Follow established Best Practices.

Rather than relying on a never-ending game of cat-and-mouse (where each side is constantly one-upping the other) modern security efforts attempt to follow established security practices that are known to provide protection by their very design – regardless of the type of attack that might be leveraged against them. With this recent discussion around physical security fresh in my mind, I thought I’d take a moment to talk about a couple of those best practices. This by no means an exhaustive list, and if you’d like to know more I highly recommend the podcast Security Now (which also has transcripts, if you’d rather read than listen).

Security In Depth

The phrase security in depth is a paraphrasing of the NSA‘s defense in depth approach and refers to having layers of security. Frequently, I hear people say things like; “We don’t need to encrypt account information because our servers are behind a firewall”. Relying on a single security measure means you have a single point of failure. If that mechanism ever fails or is compromised – and statistically, the chances are it will be at some point – then all bets are off. Similarly, new attacks could be developed which bypass the firewall by being completely valid network traffic.

Security in depth means wearing a belt and suspenders – if one fails, your pants still stay up. Classic medieval castles are another great example of security in depth:

  1. A moat.
  2. The wall.
  3. Often, the streets inside a castle would be zig-zag so they wouldn’t provide a straight path to the palace at the center.
  4. An inner wall.

Somebody, someday will break in eventually – so you want to make it as difficult and time-consuming as possible to get to the valuable stuff. In the case of our offices, this is accomplished by both the building and the offices having doors – each with their own key.

Now, you may be thinking (as my co-worker was) that having two keys for two doors won’t offer any more protection if a thief steals my entire keyring, leaving him with both keys. That’s absolutely a fair point. But recall that it only addresses one scenario where keys might be compromised. What if I’m in an accident, the keys from my ring are strewn across the road, and a bystander surreptitiously picks one of them up? What if I leave my keys sitting out somewhere and a potential attacker makes a quick imprint of one? What about the potential scenarios I haven’t even considered?

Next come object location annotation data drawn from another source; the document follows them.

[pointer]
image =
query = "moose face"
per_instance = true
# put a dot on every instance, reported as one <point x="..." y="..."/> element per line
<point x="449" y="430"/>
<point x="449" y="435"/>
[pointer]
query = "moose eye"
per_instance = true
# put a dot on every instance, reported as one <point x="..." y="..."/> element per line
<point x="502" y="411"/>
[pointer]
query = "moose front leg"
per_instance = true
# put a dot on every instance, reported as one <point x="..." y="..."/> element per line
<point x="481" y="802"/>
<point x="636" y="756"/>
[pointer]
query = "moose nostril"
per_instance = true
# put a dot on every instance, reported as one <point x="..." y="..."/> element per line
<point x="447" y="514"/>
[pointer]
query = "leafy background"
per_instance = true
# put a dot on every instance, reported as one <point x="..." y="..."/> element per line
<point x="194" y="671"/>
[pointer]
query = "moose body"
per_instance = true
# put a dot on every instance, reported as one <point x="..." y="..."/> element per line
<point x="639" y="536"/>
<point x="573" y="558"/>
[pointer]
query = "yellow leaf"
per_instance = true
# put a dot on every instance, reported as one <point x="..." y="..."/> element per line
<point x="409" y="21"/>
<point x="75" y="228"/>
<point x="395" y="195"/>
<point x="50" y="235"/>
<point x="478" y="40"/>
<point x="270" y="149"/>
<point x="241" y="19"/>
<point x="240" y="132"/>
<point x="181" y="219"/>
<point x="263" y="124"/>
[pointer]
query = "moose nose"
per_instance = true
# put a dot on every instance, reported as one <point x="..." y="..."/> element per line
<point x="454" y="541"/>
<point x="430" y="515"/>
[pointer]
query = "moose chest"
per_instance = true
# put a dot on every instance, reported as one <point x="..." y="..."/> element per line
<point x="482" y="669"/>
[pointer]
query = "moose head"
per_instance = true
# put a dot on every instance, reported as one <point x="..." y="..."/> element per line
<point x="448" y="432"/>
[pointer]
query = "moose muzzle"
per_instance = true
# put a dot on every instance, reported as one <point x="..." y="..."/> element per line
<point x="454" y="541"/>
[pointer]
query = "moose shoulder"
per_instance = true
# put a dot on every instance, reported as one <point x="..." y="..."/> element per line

Furthermore, there’s the problem that that one key could (potentially) open all of the offices – which brings us to…

Compartmentalization

When things are separated from each other, each in their own compartment, we say that they are compartmentalized. In a security context this typically also means that each compartment is isolated from the others. The benefit here is that if one is compromised the attacker doesn’t automatically gain access to the others. In the building/office scenario above, this means

  • A thief would only have access to the building and the office of the employee they stole the key(s) from.
  • A disgruntled employee would only have access to their own office.
  • The chances of a co-worker entering an office while the occupant is changing, or engaged in a private phone call are greatly minimized.

Certainly, we can scoff at some of these examples – say they’re extreme, not likely to happen, or that we can do other things to prevent them (like knocking on an office door before entering). But the point is; what of the scenarios we haven’t thought of? What about social engineering techniques that would never occur to us?

Modern security best practices shift the focus from trying to anticipate what kinds of attacks we might see to a more holistic approach that seeks to create an environment which naturally resists attacks.